High Definition (HD) – 720p
To confuse the matter, there are a few different definitions of HD. One of those is 720p, though strictly speaking this is noticeably lower definition than the other HD standards. The “p” on the end refers to how the picture is refreshed–it stands for “progressive”, meaning all lines are refreshed on each picture refreshed (as opposed to “i” for “interpolated”, where only every second line is refreshed).
720p HD videos are 1280 pixels wide by 720 pixels tall. It’s mainly used for online streaming–you’ll notice it’s one of the options on Youtube. This will use about 450MB an hour.
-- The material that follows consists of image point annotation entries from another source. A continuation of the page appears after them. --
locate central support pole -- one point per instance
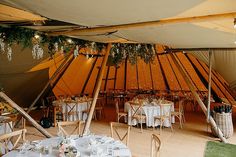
(201, 104)
(96, 92)
(25, 115)
(209, 87)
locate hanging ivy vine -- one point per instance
(35, 40)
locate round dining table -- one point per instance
(150, 110)
(75, 106)
(73, 146)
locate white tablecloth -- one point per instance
(5, 128)
(151, 110)
(74, 106)
(87, 145)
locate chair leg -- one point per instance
(141, 126)
(180, 121)
(171, 124)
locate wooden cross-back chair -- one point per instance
(99, 108)
(179, 113)
(76, 131)
(155, 146)
(7, 139)
(163, 116)
(119, 113)
(137, 113)
(116, 127)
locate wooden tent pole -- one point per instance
(137, 75)
(125, 74)
(209, 86)
(89, 74)
(106, 79)
(25, 115)
(201, 104)
(98, 85)
(150, 69)
(78, 31)
(116, 68)
(48, 83)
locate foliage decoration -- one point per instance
(36, 40)
(132, 52)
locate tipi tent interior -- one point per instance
(110, 54)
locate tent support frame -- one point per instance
(97, 88)
(89, 74)
(26, 115)
(201, 104)
(209, 86)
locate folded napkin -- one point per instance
(121, 152)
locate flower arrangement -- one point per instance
(6, 108)
(36, 40)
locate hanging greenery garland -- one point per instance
(36, 40)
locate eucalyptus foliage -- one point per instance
(118, 53)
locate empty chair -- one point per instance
(69, 124)
(155, 146)
(121, 131)
(119, 113)
(9, 142)
(99, 108)
(165, 115)
(179, 113)
(137, 113)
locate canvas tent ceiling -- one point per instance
(161, 75)
(217, 33)
(214, 33)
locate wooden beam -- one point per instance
(111, 28)
(25, 115)
(150, 69)
(209, 86)
(107, 75)
(65, 67)
(125, 73)
(137, 74)
(187, 71)
(163, 74)
(174, 73)
(115, 77)
(201, 104)
(49, 82)
(89, 75)
(97, 89)
(99, 69)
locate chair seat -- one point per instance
(175, 113)
(139, 117)
(99, 108)
(123, 113)
(161, 117)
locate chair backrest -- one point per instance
(181, 107)
(118, 129)
(75, 131)
(165, 109)
(136, 108)
(155, 146)
(50, 99)
(7, 139)
(117, 107)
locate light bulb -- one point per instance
(37, 36)
(70, 41)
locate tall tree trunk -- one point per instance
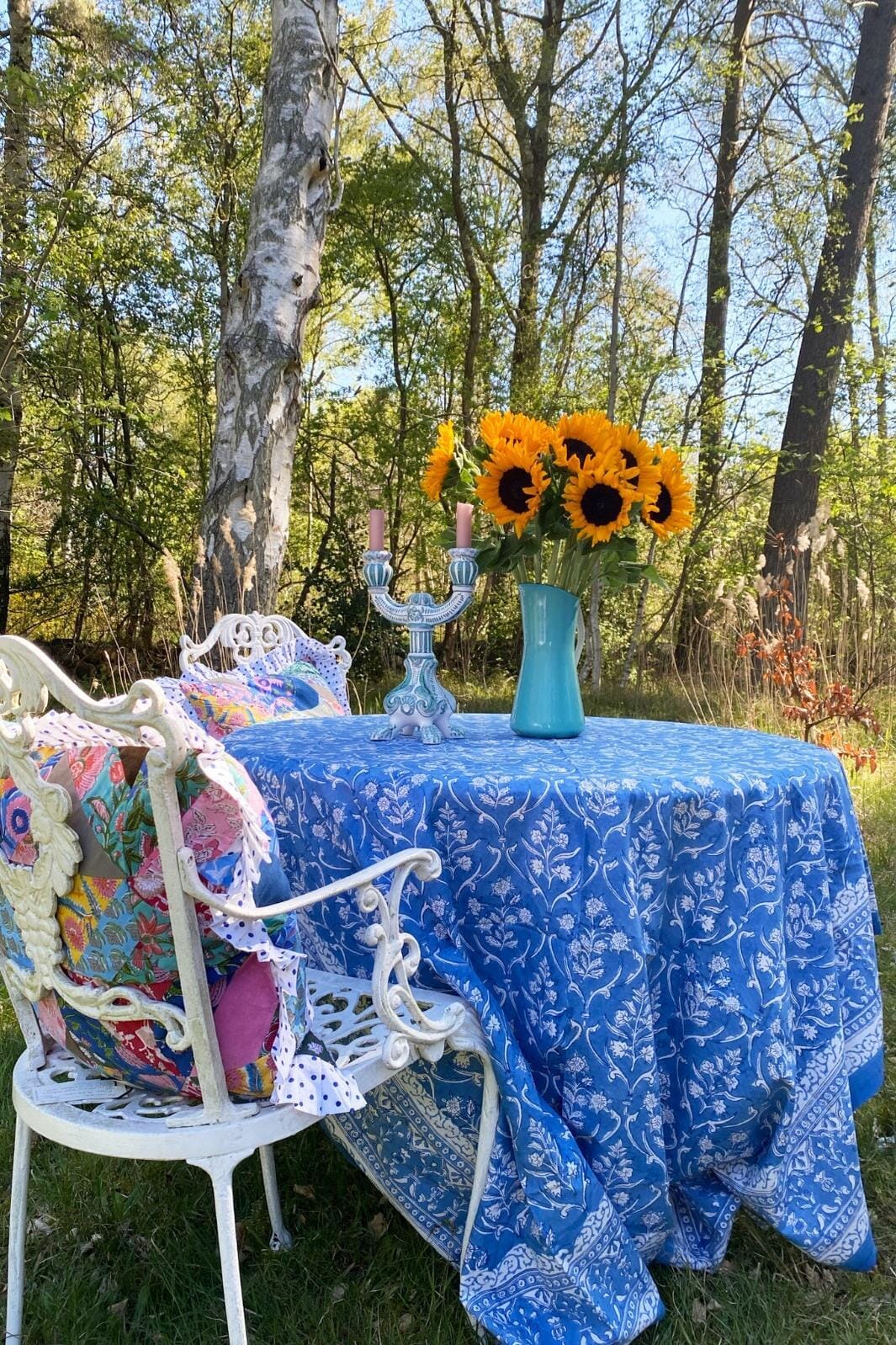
(877, 343)
(712, 385)
(821, 353)
(245, 519)
(529, 109)
(595, 657)
(13, 221)
(447, 29)
(713, 368)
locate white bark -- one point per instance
(245, 521)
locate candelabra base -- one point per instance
(420, 705)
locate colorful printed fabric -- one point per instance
(667, 933)
(116, 931)
(222, 702)
(311, 654)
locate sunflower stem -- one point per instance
(554, 564)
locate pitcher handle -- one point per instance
(581, 635)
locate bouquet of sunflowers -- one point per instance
(565, 499)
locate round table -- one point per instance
(667, 931)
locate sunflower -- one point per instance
(597, 501)
(674, 508)
(513, 427)
(581, 438)
(513, 481)
(443, 455)
(642, 468)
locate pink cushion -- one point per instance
(245, 1012)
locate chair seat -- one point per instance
(74, 1104)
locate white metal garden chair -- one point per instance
(373, 1028)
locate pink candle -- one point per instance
(464, 525)
(377, 530)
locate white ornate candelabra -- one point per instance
(420, 702)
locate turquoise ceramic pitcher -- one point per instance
(548, 701)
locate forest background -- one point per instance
(613, 205)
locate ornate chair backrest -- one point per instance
(27, 682)
(238, 639)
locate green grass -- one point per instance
(125, 1252)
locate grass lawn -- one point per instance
(127, 1251)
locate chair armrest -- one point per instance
(397, 953)
(424, 864)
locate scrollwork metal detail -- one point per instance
(395, 960)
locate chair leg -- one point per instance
(18, 1221)
(486, 1142)
(280, 1235)
(221, 1172)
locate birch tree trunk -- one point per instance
(13, 220)
(821, 353)
(691, 642)
(245, 519)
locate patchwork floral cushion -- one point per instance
(225, 702)
(116, 931)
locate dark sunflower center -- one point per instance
(602, 505)
(512, 490)
(579, 449)
(662, 508)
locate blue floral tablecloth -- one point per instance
(669, 935)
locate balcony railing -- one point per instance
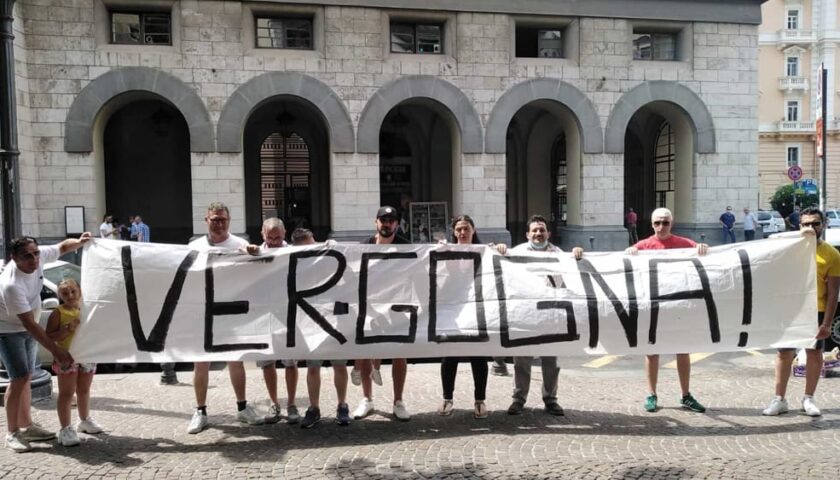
(796, 36)
(793, 83)
(786, 126)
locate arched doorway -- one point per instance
(147, 168)
(416, 167)
(658, 163)
(543, 165)
(287, 167)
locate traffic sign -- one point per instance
(795, 172)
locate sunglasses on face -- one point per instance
(31, 255)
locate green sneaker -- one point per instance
(690, 403)
(650, 403)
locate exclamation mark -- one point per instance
(746, 273)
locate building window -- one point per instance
(416, 38)
(793, 20)
(539, 42)
(654, 46)
(793, 156)
(665, 178)
(141, 28)
(293, 33)
(792, 68)
(792, 111)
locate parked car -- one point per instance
(771, 221)
(832, 218)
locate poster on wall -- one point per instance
(428, 221)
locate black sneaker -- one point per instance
(342, 415)
(312, 417)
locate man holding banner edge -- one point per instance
(811, 222)
(219, 237)
(662, 220)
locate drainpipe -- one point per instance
(9, 154)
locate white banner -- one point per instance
(146, 302)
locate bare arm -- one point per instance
(832, 284)
(28, 321)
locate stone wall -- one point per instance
(59, 54)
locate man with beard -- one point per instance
(387, 221)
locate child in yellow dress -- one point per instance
(73, 378)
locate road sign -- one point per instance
(795, 172)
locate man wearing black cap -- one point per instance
(387, 222)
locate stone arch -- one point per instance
(513, 100)
(79, 126)
(405, 88)
(660, 91)
(268, 85)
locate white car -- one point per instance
(771, 221)
(832, 218)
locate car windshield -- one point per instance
(59, 272)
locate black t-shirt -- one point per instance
(397, 240)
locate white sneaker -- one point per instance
(249, 416)
(777, 406)
(364, 409)
(67, 437)
(809, 407)
(401, 412)
(198, 423)
(376, 376)
(89, 425)
(16, 443)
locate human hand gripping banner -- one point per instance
(146, 302)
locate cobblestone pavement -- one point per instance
(605, 433)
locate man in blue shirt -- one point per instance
(143, 233)
(727, 222)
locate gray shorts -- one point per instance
(273, 363)
(318, 363)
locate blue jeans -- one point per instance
(728, 235)
(19, 353)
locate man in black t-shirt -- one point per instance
(387, 222)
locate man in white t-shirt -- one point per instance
(219, 238)
(20, 306)
(274, 236)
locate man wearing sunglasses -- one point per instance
(662, 239)
(20, 305)
(811, 222)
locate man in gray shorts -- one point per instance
(302, 236)
(274, 234)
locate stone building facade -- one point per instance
(479, 124)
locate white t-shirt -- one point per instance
(202, 244)
(21, 292)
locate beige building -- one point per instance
(320, 111)
(795, 37)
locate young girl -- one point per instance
(73, 378)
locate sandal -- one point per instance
(480, 410)
(445, 409)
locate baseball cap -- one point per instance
(387, 211)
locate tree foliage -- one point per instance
(782, 200)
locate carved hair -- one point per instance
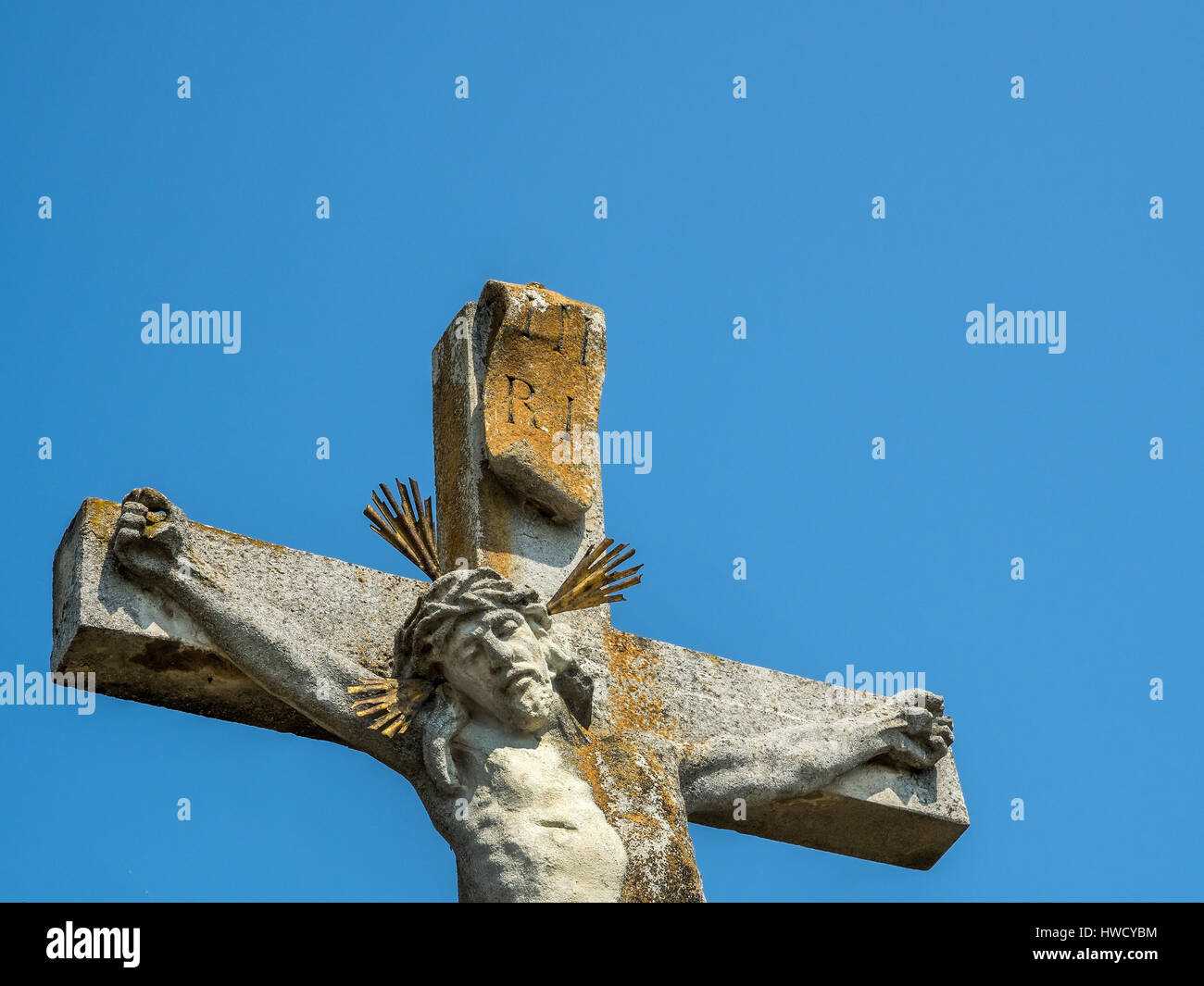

Netflix doesn’t explicitly specify how much data 720p HD uses, as they include it in their “High” video quality settings together with the higher resolution HD videos. All the official site says is “up to 3GB an hour for HD”.
It’s important to note that some manufacturers market TVs and screens as HD displays when they are 720p, and you should be aware that this is lower definition than what those same manufacturers term as “True-HD” displays.
High Definition (HD) – 1080p/i
This is marketed as “True-HD” or “Full-HD”, to distinguish it from the 720p HD videos and displays. These videos are 1920 pixels wide by 1080 pixels tall. 1080i is the general standard for HD TV broadcasts, while 1080p video is used on Blu-Rays.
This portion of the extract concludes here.